Chapter 16 Error Probabilities, Power Function, Most Powerful Tests(Lecture on 02/18/2020)

Usually, hypothesis tests are evaluated and compared through their probabilities of making mistakes.

Definition 16.1 (Type of Errors) A hypothesis test of $H_0:\theta\in\Theta_0$ versus $H_1:\theta\in\Theta_0^c$ might make one of two types of errors, Type I Error and Type II Error. If $\theta\in\Theta_0$ but the hypothesis test incorrectly decides to reject $H_0$, then the test has made a Type I Error. If $\theta\in\Theta_0^c$ but the test decides to accept $H_0$, a $Type II Error$ has been made. Figure 16.1 illustrate this.

$\label{fig:16001}Two types of errors in hypothesis testing$

FIGURE 16.1: Two types of errors in hypothesis testing

Suppose $R$ denotes the rejection region for a test. Then for $\theta\in\Theta_0$, the test will make a mistake if $\mathbf{x}\in R$, so the porbability of a Type I Error is $P_{\theta}(\mathbf{X}\in R)$. For $\theta\in\Theta_0^c$, the probability of a Type II Error is $P_{\theta}(\mathbf{X}\in R^c)=1-P_{\theta}(\mathbf{X}\in R)$. The function of $\theta$, $P_{\theta}(\mathbf{X}\in R)$ contains all the information about the test with rejection region $R$.

Definition 16.2 (Power Function) The power function of a hypothesis test with rejection region $R$ is the function of $\theta$ defined by $\beta(\theta)=P_{\theta}(\mathbf{X}\in R)$.
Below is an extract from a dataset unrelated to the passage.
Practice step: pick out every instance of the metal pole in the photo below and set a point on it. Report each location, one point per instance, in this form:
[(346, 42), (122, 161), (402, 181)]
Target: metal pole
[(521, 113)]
The ideal power function is 0 for all $\theta\in\Theta_0$ and 1 for all $\theta\in\Theta_0^c$. Except in trivial situations, this ideal cannot be attained. A good test have power function near 1 for mose $\theta\in\Theta_0^c$ and near 0 for most $\theta\in\Theta_0$.

Example 16.1 (Binomial Power Function) Let $X\sim Bin(5,\theta)$. Consider testing $H_0:\theta\leq\frac{1}{2}$ versus $H_1:\theta>\frac{1}{2}$. Consider first the test that rejects $H_0$ if and only if all “successes” are observed. The power function for this test is \[\begin{equation} \beta_1(\theta)=P_{\theta}(\mathbf{X}\in R)=P_{\theta}(\mathbf{X}=5)=\theta^5 \tag{16.1} \end{equation}\]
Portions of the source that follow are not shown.